Si la privatisation du secteur pétrolier n'est pas à l'ordre du jour, il se pourrait que Nieto s'attaque à une administration étatique pléthorique et inefficace. Bien sûr, en arrière-plan, c'est la question de la corruption qui est urgente à traiter. Clientélisme, marchés truqués, postes mis aux enchères, rackets divers auxquels sont soumis les acteurs économiques: la corruption est un fléau majeur qui ronge la société mexicaine déjà minée par les inégalités et la violence. Pour le président Nieto, la croissance et la création d'emplois devraient réduire les pratiques illégales mais cela ne suffira pas à remettre de l'ordre dans un pays régulièrement épinglé par les instances internationales de lutte contre la corruption.
L'une des conséquences de cette dernière est bien sûr l'insécurité et la violence exercée par les cartels de drogue. En six ans, la guerre contre ce type de criminalité a fait plus de 60.000 morts et des régions entières, notamment celles du nord du pays, échappent peu à peu au contrôle de l'Etat fédéral mexicain. Initiée par son prédécesseur Felipe Calderon, la lutte armée à outrance contre les cartels est loin d'avoir atteint ses objectifs. Plus grave encore, les réseaux de drogue sont de mieux en mieux organisés et une grande partie de leurs revenus irrigue désormais les circuits économiques légaux (tourisme, banques…). A cela s'ajoute le fait que les services de sécurité sont eux-mêmes gangrenés par le banditisme à grande échelle.

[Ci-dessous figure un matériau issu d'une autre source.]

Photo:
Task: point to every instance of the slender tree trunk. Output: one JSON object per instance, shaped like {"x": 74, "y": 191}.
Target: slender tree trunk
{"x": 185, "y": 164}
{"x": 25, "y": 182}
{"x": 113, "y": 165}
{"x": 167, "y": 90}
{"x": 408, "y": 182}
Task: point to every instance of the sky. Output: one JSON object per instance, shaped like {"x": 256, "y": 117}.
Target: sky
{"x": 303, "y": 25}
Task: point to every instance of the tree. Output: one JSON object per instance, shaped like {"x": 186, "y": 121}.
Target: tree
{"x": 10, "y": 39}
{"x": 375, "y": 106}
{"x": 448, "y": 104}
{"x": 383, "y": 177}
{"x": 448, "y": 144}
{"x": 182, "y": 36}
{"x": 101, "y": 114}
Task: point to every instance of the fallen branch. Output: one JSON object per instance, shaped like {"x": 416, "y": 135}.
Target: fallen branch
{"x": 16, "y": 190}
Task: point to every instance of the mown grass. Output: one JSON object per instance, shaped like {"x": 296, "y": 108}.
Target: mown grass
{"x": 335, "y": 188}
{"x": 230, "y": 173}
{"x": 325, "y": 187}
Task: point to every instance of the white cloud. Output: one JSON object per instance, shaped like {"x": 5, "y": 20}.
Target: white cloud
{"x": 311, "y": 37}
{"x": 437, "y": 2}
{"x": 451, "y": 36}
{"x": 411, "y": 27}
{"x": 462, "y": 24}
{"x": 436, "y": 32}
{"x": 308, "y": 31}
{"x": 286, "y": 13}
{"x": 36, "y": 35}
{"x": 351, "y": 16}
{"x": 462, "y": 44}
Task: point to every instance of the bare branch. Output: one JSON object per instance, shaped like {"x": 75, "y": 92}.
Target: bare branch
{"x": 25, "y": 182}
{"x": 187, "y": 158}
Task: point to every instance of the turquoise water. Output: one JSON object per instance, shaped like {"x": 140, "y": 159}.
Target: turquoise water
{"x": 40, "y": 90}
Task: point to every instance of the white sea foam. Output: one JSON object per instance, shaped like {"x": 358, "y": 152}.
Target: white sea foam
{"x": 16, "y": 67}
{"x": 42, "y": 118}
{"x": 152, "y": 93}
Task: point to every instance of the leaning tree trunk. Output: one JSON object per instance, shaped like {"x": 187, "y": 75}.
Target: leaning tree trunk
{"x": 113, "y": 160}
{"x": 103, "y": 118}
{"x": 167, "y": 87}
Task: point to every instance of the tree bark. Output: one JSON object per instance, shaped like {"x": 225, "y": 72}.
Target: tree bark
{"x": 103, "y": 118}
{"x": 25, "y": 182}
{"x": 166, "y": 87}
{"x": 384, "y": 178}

DE LA RESPONSABILITÉ DES ETATS-UNIS
Contrairement à une idée reçue, ce n'est pas le Proche-Orient ou même la Chine qui inquiètent le plus les Etats-Unis. Pour l'administration Obama, comme pour ses devancières, le Mexique est un véritable cas de sécurité nationale car, sans le proclamer haut et fort, Washington craint l'effondrement de cet Etat. C'est à l'aune de cette analyse qu'il faut interpréter les promesses du président Nieto de mieux sécuriser la frontière avec son grand voisin du Nord. Un voisin riche et puissant dont la responsabilité dans l'évolution récente du Mexique est loin d'être négligeable. En effet, les Etats-Unis sont le principal débouché pour la drogue en provenance d'Amérique du Sud. C'est aussi dans ce pays que les cartels de drogue s'approvisionnent en armes puisque ces dernières y sont pratiquement en vente libre. On le voit, l'équation mexicaine dépend aussi de la variable étasunienne…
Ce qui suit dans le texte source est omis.